Quase todas as desgraças se parecem; primeiro o caos e a destruição, depois o pranto e a contagem dos danos, e ao final o silêncio e o medo quando as luzes se apagam. Então, os camponeses aos quais a lava roçou os calcanhares na fuga olham para trás para procurar ou recordar os que não tiveram tanta sorte.

Até o momento a erupção do Vulcão de Fogo deixou 101 mortos, quase 200 desaparecidos e 3.000 feridos e desabrigados, numa das maiores tragédias dos últimos anos na Guatemala, um país com 38 vulcões.

Dada a dificuldade de encontrar sobreviventes e o risco a novas erupções, as autoridades avaliam a possibilidade de transformar o local em um cemitério, ou seja, fincar uma cruz sobre as cinzas e dar por encerrados os trabalhos de resgate.

Enquanto isso, nas encostas do vulcão, os moradores de San Miguel Los Lotes, uma das aldeias que desapareceram sob o fluxo piroclástico, vagam junto à zona zero. Caminham por um lugar com aspecto lunar, onde o silêncio e toneladas de cinzas cobrem as moradias. Enquanto isso, as equipes de resgate lutam contra o relógio e procuram sinais de vida sobre o telhado de moradias que até domingo tinham dois andares. O ambiente é irrespirável sem máscara, o chão ainda queima, e o corpo e cabelo ficam cobertos de pó em poucos segundos.

Gladys chegou até o pé do vulcão e reconheceu seu filho por um sapato que encontrou sobre a cinza.
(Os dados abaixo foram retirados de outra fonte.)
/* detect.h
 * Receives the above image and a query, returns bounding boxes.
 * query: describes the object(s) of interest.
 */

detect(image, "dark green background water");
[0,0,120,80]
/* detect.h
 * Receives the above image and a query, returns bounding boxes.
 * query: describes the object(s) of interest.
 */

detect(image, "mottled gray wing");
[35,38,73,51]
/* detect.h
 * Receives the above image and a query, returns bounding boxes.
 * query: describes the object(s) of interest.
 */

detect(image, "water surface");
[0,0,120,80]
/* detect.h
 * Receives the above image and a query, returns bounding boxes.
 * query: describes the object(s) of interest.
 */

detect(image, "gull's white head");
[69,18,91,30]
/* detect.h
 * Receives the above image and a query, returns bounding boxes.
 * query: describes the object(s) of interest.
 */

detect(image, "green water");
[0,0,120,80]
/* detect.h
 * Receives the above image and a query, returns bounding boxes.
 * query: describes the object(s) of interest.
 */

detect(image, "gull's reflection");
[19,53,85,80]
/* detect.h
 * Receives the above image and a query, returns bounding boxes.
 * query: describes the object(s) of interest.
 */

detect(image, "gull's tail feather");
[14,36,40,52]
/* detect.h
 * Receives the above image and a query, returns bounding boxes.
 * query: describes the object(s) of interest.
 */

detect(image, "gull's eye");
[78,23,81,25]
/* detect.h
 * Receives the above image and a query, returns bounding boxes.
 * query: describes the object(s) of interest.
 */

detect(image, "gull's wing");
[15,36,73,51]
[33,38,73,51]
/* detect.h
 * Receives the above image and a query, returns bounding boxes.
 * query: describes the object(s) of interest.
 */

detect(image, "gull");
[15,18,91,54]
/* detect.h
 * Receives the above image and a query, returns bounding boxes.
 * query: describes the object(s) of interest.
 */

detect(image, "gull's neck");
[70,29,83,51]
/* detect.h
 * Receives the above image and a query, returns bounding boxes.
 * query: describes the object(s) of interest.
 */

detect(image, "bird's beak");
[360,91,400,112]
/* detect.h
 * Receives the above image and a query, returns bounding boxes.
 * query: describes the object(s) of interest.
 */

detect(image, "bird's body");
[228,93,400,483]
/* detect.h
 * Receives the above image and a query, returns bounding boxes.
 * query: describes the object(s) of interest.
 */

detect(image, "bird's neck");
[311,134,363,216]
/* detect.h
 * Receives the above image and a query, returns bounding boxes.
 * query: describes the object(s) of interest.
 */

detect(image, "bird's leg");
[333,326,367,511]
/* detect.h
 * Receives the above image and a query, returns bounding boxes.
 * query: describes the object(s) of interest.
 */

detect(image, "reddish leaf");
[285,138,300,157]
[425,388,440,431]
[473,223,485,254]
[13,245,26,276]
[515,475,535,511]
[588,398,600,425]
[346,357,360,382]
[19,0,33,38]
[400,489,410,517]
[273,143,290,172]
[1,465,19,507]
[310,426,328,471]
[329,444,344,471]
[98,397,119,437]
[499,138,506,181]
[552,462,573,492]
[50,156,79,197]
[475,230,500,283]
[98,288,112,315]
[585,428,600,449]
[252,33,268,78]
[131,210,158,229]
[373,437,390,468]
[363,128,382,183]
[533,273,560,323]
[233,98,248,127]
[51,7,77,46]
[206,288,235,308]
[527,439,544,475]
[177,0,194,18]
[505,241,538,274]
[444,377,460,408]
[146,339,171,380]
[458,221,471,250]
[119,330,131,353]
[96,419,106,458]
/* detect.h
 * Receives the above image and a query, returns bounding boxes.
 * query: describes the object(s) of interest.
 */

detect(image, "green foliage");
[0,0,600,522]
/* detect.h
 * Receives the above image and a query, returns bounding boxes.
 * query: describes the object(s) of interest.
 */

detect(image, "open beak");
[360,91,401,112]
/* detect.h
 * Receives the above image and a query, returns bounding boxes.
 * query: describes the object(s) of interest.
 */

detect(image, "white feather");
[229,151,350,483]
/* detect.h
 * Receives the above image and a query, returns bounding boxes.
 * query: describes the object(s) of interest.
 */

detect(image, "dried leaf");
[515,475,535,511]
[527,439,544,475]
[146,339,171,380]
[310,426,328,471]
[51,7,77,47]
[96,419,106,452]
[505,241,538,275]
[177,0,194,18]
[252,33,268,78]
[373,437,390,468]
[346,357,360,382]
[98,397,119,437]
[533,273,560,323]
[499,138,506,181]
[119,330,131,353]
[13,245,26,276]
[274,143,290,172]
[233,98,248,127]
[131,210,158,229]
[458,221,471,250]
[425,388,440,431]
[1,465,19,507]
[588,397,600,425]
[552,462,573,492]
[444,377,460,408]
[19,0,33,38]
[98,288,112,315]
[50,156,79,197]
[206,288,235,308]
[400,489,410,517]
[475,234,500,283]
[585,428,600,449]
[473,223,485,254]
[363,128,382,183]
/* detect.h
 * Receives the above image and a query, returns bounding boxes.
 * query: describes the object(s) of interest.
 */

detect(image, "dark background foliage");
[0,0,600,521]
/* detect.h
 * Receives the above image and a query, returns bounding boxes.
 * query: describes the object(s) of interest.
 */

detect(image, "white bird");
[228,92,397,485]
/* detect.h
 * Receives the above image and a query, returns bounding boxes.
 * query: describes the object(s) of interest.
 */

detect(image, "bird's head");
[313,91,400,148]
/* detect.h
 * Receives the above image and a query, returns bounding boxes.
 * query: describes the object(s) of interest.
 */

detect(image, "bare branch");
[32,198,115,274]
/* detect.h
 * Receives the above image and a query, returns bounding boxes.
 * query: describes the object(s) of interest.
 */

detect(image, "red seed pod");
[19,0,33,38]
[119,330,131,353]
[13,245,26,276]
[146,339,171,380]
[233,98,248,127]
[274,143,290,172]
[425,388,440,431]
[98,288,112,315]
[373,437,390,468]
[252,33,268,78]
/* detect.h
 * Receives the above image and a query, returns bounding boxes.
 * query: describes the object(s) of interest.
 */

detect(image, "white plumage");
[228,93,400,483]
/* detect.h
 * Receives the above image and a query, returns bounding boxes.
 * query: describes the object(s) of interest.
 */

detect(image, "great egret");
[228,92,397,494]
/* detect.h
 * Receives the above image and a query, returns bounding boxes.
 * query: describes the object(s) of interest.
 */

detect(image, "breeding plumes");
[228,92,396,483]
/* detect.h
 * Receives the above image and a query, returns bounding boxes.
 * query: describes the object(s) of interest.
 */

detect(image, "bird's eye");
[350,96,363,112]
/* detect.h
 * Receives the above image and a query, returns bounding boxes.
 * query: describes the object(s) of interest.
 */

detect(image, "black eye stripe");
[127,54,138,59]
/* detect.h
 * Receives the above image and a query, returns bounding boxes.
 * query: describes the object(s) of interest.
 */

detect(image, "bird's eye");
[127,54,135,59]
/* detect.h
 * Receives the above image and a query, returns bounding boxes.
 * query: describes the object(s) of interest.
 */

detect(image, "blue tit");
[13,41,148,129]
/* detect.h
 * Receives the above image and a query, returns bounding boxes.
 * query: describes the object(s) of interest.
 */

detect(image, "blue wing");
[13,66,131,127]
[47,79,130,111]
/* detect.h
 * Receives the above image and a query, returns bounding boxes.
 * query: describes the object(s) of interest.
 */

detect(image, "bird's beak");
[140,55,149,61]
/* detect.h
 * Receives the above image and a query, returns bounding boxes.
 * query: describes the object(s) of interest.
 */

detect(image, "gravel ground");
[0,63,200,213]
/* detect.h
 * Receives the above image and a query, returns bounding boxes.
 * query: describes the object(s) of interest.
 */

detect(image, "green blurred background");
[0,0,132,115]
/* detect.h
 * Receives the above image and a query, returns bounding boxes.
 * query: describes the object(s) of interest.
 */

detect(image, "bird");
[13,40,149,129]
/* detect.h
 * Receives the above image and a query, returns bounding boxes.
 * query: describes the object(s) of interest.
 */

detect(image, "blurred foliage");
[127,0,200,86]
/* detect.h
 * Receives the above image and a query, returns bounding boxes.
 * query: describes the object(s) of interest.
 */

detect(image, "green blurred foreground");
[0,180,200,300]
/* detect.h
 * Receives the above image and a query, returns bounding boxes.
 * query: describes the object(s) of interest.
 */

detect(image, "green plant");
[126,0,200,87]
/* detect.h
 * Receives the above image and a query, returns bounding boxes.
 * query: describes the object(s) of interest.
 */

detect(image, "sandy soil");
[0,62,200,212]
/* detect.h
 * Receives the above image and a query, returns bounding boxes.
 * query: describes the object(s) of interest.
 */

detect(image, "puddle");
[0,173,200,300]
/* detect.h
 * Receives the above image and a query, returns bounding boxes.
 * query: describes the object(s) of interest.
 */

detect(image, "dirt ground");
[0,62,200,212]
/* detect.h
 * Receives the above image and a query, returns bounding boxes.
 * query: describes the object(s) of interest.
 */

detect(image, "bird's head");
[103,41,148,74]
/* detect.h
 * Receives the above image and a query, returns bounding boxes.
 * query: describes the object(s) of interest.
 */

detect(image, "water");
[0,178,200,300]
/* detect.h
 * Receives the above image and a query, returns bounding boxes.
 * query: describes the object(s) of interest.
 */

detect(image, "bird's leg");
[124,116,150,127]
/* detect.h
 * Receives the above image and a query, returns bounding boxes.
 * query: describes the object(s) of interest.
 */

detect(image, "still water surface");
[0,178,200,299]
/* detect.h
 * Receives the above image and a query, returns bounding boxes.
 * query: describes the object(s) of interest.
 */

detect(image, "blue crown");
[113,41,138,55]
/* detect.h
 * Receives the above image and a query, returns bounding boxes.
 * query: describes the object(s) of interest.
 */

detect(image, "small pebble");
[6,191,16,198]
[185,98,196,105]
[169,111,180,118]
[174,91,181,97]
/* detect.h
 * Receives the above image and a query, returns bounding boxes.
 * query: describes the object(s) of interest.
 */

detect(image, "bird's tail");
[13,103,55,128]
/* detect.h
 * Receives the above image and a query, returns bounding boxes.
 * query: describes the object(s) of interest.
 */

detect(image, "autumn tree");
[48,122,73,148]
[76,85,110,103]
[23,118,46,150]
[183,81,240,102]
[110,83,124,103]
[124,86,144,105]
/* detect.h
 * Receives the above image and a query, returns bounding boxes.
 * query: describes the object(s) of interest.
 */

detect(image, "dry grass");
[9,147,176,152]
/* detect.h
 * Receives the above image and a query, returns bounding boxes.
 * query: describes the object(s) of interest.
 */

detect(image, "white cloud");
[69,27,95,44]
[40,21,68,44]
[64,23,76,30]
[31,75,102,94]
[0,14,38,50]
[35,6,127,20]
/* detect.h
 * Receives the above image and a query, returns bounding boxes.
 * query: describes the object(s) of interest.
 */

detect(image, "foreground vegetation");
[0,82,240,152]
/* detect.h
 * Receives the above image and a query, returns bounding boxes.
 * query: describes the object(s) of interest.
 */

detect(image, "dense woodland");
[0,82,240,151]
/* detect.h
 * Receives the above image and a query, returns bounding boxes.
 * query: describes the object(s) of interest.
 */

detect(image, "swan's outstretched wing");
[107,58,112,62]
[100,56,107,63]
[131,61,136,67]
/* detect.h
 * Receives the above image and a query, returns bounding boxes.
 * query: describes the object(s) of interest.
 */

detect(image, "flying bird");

Também lá estão Áxel, que conseguiu fugir com três filhos, mas busca desesperadamente outros 12 familiares, e Felino Coronado, que caminha como um morto-vivo à procura do seu filho, porque “o coração me diz que está vivo”. Com o olhar perdido, Griselda Martínez espera nos contrafortes do colosso de 3.700 metros de altura, sentada sobre sacolas de roupa, antes de voltar para o albergue onde dorme desde domingo.

Naquele dia foi a San Miguel Los Lotes visitar suas irmãs, como fazia todo domingo, para um almoço com toda a família. Entretanto, tudo estava estranho naquela manhã: havia ruídos na terra, e os animais estavam nervosos. Uma hora depois, o céu escureceu, a temperatura subiu, e o ambiente começou a ficar irrespirável. Às três da tarde, o vulcão trovejou de forma selvagem e só restou à mulher começar a correr enquanto via um rio de gás, água quente e pedras descendo pela encosta do monte e engolindo as casas dos seus vizinhos. “Saímos a toda velocidade, sem tempo para pegar nada, porque o importante era salvar a vida”, recorda, olhando o horizonte. Um horizonte interrompido por algum dos três vulcões que rodeiam o povoado: o Vulcão de Água, o Acatengango e o mortal Vulcão de Fogo.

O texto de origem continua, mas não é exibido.